Benar yang pernah aku baca. Saat kita fokus ke suatu titik, itu sama saja kita menariknya untuk mendekat. Sama seperti sekarang, aku fokus ke pekerjaan dan pikiran positif. Jadi semua yang mendukung akan dengan sendirinya datang mendekat.

Bayangkan saja, kalau aku fokus ke sakit hati, bukankan itu malah merugikan aku sendiri. Semakin dalam dan terpuruk dalam lubang kesedihan dan semua energi negatif, prasangka akan semakin membenamkan aku.

Untungnya, aku bisa melepaskan diri.

***

"Beneran Om Fariz nanti ke sini, Te? Asyik!" teriak Lisa anakku dengan girang. Mereka baru pulang sekolah, terlihat mendapati Santi yang sibuk membantuku.

"Kamu nunggu Om Fariz atau mie ayam Pak Tombong," goda Fikri kakaknya, berakhir teriakan keduanya. Lisa berusaha mengejar Fikri, namun tidak berhasil. 

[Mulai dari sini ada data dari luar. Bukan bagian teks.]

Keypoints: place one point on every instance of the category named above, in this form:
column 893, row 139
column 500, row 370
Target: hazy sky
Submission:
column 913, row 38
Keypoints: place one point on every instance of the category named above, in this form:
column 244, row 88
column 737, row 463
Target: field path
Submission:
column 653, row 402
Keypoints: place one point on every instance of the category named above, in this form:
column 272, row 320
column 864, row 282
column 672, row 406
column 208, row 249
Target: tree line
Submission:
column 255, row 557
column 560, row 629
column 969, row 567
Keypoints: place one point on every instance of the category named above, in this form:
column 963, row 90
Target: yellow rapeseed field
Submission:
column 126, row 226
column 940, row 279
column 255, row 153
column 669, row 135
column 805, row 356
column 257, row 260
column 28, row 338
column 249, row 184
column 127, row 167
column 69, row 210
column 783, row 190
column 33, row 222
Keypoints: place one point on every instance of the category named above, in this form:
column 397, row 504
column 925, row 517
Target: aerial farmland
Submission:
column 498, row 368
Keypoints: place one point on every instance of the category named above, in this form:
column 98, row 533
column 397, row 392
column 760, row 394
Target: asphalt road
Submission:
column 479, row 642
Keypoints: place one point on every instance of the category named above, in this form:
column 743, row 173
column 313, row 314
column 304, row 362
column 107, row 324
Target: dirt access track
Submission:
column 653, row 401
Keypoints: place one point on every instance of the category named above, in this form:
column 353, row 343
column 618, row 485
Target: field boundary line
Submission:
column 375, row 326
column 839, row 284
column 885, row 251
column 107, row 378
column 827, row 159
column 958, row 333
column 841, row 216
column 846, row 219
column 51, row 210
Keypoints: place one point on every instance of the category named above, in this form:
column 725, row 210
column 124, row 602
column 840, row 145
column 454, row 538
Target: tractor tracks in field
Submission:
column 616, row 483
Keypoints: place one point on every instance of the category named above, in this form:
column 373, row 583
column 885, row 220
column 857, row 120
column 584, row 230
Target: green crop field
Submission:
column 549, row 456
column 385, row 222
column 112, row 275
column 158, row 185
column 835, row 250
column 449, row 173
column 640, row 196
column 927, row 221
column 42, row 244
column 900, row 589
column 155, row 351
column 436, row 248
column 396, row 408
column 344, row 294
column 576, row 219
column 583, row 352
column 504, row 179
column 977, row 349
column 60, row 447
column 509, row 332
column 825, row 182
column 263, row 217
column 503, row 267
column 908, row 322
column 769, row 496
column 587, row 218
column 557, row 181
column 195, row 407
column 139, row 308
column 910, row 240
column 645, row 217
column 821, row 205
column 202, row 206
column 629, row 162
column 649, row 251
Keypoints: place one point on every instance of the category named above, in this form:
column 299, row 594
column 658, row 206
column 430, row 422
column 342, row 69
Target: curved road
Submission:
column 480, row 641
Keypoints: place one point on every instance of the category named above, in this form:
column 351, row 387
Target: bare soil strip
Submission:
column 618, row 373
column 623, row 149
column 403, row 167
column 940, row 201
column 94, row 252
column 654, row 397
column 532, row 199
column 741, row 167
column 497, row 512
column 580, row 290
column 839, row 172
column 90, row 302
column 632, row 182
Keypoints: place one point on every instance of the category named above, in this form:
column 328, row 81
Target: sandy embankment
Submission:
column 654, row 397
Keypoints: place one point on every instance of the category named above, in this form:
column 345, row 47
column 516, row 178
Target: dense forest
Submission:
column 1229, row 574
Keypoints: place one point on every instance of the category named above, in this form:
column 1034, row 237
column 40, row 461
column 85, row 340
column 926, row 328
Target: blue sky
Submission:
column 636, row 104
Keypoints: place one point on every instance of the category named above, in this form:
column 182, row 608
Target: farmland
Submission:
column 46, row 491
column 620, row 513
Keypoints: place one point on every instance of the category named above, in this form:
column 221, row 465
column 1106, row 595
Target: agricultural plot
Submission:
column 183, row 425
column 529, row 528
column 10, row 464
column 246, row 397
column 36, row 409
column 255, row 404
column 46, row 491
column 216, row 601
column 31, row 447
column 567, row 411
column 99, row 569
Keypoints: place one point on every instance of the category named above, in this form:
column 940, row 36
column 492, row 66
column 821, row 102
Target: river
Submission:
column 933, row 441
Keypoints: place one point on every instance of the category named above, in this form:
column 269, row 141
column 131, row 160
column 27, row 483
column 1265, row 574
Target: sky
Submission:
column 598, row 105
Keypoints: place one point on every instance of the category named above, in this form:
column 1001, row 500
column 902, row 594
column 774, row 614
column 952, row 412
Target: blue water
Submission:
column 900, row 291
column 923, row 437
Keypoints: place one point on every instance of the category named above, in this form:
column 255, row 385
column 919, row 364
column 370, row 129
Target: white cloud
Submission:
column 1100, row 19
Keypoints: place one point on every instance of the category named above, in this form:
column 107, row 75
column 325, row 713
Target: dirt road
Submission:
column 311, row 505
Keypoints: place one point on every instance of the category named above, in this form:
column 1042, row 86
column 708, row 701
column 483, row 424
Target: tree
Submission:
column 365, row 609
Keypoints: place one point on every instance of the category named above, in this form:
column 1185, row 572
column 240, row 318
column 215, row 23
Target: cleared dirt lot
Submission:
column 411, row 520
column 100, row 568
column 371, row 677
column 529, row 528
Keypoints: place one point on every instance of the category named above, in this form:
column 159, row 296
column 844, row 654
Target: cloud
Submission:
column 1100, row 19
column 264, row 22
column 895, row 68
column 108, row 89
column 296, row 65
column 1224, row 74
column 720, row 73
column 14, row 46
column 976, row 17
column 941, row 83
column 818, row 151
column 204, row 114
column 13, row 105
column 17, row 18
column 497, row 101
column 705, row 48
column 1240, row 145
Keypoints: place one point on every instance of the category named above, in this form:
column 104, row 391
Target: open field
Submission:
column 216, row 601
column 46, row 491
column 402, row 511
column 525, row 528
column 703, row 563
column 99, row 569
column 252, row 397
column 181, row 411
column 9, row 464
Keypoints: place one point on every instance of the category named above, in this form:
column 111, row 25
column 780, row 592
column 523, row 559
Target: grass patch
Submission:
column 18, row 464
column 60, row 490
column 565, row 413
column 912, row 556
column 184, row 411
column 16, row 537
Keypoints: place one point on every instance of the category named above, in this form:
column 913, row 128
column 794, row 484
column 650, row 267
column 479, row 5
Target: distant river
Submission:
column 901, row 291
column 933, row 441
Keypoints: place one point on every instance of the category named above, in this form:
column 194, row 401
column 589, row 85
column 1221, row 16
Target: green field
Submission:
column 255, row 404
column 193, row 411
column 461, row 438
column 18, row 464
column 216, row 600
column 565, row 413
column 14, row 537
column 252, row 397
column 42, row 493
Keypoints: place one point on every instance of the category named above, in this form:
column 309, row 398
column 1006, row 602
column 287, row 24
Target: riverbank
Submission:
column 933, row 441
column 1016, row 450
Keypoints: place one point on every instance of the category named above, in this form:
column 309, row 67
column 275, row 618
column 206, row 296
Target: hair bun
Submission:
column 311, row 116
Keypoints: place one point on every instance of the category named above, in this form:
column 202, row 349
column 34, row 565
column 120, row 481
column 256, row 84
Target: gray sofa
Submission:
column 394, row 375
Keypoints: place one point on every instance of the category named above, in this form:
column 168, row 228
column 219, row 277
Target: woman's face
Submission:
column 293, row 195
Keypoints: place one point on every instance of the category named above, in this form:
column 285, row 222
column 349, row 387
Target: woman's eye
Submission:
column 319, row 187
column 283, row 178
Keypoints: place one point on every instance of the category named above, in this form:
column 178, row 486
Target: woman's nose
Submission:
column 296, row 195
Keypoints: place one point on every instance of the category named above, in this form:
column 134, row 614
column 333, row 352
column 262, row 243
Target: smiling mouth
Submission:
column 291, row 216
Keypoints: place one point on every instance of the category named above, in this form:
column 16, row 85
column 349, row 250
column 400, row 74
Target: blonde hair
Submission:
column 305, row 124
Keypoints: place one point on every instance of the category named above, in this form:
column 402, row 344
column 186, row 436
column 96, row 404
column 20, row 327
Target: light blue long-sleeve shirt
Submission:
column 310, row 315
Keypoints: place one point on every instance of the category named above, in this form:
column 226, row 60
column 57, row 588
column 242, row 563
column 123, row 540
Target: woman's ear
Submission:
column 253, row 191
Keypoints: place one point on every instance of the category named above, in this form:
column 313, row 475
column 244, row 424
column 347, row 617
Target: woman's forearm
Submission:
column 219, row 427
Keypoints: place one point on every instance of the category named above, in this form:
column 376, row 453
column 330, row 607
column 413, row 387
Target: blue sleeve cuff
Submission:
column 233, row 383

Duh, mereka ini kalau berkumpul ada saja yang diributkan. Namun, kalau tidak ketemu saling menanyakan. Dasar anak-anak.

Loyang yang berisi kue semprit satu persatu keluar dari oven. Harus bersabar, karena aku menggunakan oven tangkring yang mempunyai kapasitas terbatas.

Tepat saat Fariz datang kue semprit sudah siap di lima wadah dengan rasa berbeda. Warnanye terlihat menggoda, putih untuk klasik, hijau-matcha, merah-red velvet, kehitaman-oreo, dan kecoklatan untuk hazelnut. Aku, Santi, dan anak-anak puas dengan hasil di depan kami ini.

"Mbak Fika, punya kardus besar?" tanya Fariz mulai bersiap menyiapkan acara foto-foto. 

"Ada di gudang, coba cari," seruku kemudian mencari Fikri untuk membantunya. "Fikri! Dicari Om Fariz!" 

Mereka begitu sibuk, Fikri membantu omnya membuat studio mini dari kardus. Sedangkan, Lisa membantu tantenya memasukkan ke  kantong kertas dan memasang stiker yang dibawa Fariz tadi. 

Aku tersenyum lega, diam-diam aku foto kesibukan ini dan aku kirim ke Mas Farhan. Pasti dia senang.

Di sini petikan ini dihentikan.